Mais me direz vous, des mesures ont été prises par le gouvernement et les institutions concernées. De fait sous la pression des associations étudiantes, de syndicats et formations politiques, mais aussi et peut-être surtout hélas, devant l’émotion produite par des tentatives de suicide et par les images d’étudiants de plus en plus nombreux à s’adresser aux associations d’aide alimentaires, telles que les Restos du Cœur, des mesures ont été prises: repas à 1 euro, création de quelques milliers de postes de « moniteurs », gel des frais d’inscription pour la prochaine rentrée universitaire, et ouverture des universités…un jour par semaine (sic!).  Que penser de ces mesures?

L’accès aux cours? Sa limitation dans le meilleur des cas à un jour par semaine est affligeante et méprisante pour les étudiants et leurs professeurs. Chacun sait que rien ne peut remplacer les cours en présentiel, que pour un étudiant, les échanges avec ses camarades et les enseignements sont vitaux. Par ailleurs il est tout à fait possible – ce que nous expliquent nombre d’enseignants et de responsables universitaires-  de rouvrir dès maintenant les universités, avec des modalités d’organisation des cours appropriées. C’est non seulement possible, c’est essentiel: ayons à l’esprit que nombre d’enseignants n’ont jamais rencontré leurs étudiants depuis la rentrée universitaire de 2020! Euh..petite question: les ministres qui ont des enfants étudiants..ils en pensent quoi?

L’accompagnement des étudiants? Les cellules d’écoute, de soutien, d’appui aux étudiants, trop peu nombreuses,  sont débordées de demandes. Certes le gouvernement a mis en place un système de chèque de soutien psychologique, permettant de consulter un psychologue ou un psychiatre de la médecine de ville et de suivre des soins. Mais dans une grande ville universitaire telle que LYON, il n’existe pas de bureaux d’aide psychologique universitaires (BAPU)!

Les aides financières? En dehors de « secours » que peuvent délivrer les CROUS sous certaines conditions et en dehors d’aides ponctuelles que proposent certaines municipalités et  associations, rien, quasiment rien. Nous touchons là une question de fond: que chacun se débrouille!
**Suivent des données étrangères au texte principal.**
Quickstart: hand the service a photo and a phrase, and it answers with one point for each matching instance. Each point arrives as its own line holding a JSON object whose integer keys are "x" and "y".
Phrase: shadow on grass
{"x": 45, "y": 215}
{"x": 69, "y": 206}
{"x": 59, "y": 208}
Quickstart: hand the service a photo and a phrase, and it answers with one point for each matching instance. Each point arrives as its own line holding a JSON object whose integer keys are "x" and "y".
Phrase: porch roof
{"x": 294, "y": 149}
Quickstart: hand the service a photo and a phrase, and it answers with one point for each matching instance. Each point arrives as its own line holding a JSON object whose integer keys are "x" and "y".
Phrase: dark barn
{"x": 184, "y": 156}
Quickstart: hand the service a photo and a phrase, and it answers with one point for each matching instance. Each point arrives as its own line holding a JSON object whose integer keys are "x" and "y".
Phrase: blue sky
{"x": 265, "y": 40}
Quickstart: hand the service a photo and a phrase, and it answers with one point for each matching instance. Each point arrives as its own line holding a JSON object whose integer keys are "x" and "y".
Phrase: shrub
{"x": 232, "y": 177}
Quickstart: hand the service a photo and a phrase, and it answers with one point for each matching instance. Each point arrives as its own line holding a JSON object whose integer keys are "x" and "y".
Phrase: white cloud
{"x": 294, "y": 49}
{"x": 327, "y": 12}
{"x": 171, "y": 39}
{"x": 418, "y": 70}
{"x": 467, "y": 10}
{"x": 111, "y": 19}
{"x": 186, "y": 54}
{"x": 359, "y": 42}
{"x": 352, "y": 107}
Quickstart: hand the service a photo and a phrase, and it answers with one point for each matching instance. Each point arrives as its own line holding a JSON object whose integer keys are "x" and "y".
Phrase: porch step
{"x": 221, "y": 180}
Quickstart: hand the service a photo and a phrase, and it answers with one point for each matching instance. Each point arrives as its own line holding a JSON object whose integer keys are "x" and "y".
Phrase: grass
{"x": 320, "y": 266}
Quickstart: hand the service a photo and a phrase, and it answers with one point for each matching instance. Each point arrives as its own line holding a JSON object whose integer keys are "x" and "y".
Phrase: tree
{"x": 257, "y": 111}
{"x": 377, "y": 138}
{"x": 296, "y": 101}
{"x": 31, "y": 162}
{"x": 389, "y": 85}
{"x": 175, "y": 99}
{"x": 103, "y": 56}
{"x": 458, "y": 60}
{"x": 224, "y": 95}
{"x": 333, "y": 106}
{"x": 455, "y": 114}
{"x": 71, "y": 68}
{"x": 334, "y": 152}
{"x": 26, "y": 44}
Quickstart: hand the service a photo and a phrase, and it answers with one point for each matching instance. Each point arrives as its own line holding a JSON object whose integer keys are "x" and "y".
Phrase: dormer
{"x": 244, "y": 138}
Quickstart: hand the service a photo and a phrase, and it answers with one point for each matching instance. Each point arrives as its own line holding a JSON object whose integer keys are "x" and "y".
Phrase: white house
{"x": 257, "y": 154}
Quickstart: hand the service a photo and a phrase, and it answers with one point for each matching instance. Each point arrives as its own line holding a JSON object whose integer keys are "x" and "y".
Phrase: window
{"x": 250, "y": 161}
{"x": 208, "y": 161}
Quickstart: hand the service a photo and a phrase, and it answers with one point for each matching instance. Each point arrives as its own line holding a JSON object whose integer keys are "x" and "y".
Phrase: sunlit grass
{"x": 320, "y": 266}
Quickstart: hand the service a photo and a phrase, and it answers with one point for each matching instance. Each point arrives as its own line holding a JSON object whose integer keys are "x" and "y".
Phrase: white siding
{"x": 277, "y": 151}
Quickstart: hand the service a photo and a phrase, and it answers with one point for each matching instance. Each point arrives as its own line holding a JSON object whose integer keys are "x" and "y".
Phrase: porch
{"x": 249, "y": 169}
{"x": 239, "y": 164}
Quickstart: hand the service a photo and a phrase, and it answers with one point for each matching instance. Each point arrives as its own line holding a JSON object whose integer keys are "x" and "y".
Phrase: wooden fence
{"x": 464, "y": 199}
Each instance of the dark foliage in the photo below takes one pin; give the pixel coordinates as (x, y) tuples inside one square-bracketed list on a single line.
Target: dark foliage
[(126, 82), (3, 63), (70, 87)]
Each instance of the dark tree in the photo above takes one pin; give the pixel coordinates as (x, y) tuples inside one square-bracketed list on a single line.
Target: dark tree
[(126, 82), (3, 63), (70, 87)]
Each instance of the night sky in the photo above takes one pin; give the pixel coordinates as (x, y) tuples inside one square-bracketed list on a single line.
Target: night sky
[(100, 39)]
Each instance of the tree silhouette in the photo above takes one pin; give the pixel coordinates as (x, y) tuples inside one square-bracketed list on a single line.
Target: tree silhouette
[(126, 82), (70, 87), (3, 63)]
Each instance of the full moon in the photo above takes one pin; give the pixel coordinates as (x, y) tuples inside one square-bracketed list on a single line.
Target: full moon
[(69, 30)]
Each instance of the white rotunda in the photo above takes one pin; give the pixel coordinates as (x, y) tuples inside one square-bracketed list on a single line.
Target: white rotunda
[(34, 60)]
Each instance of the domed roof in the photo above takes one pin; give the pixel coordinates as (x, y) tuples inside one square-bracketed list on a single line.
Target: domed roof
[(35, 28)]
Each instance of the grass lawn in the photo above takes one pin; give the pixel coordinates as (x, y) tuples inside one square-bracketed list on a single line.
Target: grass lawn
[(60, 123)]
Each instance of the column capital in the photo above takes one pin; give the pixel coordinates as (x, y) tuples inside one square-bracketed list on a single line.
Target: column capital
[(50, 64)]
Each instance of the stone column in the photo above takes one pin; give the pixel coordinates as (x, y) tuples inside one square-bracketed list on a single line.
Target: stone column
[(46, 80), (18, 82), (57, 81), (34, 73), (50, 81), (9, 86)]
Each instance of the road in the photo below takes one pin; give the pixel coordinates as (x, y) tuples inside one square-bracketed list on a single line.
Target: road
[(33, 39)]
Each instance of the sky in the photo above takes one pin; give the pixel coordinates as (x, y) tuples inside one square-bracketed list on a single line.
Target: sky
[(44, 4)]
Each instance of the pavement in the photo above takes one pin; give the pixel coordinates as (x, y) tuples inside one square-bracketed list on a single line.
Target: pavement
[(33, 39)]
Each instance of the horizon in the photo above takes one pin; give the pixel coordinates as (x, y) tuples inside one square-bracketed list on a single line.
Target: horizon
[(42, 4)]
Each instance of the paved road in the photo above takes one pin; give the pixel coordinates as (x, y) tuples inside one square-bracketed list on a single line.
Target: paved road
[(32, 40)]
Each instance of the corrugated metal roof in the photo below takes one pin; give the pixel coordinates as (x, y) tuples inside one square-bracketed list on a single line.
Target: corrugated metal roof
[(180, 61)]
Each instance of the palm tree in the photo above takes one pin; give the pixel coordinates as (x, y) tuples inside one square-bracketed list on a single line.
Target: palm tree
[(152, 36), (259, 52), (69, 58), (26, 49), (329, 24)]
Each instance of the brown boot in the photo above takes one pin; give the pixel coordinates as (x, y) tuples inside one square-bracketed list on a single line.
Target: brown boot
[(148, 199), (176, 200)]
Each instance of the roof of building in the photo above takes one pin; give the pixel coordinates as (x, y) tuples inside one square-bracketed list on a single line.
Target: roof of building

A cet égard, le débat actuel sur la création d’un RSA jeunes est éclairant. Le refus du gouvernement et du Président de la République de créer une allocation pour les jeunes de moins de 25 ans qui n’ont pas droit au RSA n’est pas d’abord motivé par une raison budgétaire. Ce refus est idéologique: pour nos dirigeants et au delà pour tout ce que notre pays compte de conservateurs, seul le travail est source légitime de revenus. Pour eux,  la solidarité, qu’ils appellent « assistance », n’incite pas à chercher du travail. Cette position idéologique mérite d’être questionnée, tant ses conséquences sociales, politiques mais aussi à terme démocratiques sont importantes.

Rappelons quelques réalités:

  • la pénurie d’emplois: aujourd’hui, et probablement hélas pour une longue période, l’offre d’emplois est insuffisante pour répondre positivement à l’ensemble des recherches d’emplois.

 

  • les revenus tels que le RSA sources de paresse? Il est fréquent d’entendre cette affirmation selon laquelle des personnes préfèrent vivre des revenus sociaux plutôt que rechercher un  travail Outre le mépris d’une telle affirmation envers les chômeurs et en particulier envers les jeunes,  il se trouve qu’elle est contredite par les études conduites à ce sujet (cf.articles récurrents sur cette question en particulier dans le mensuel Alternatives économiques) et tout simplement par la réalité quotidienne des demandeurs d’emplois. Ainsi que l’écrit Gilles Raveaud dans son ouvrage « Économie, on n’a pas tout essayé »  (éd. du Seuil, 2018) sur la moins-disante concurrence entre le RSA et le Smic: « L’argument est connu: il faudrait éviter que le RSA ne soit trop proche du Smic, sans quoi cela découragerait les pauvres de chercher du travail. Or cet argument oublie que vivre avec le Smic est déjà extraordinairement difficile, et que la grande majorité des personnes pauvres cherchent activement du travail. Et il leur est difficile  de la faire efficacement, car cette activité est très coûteuse (garde d’enfants, frais de déplacements..)« . Gilles Raveaud met ici le doigt sur une réalité rarement prise en compte: rechercher du travail demande un minimum de ressources!

 

  • L’absence d’un minimum de revenus pour les jeunes qui en ont besoin leur interdit toute réelle autonomie,  les enferme dans une vie sociale étriquée, limite leurs possibilités de sorties avec les amis, leur accès aux spectacles, et constitue un facteur important de fragilité personnelle.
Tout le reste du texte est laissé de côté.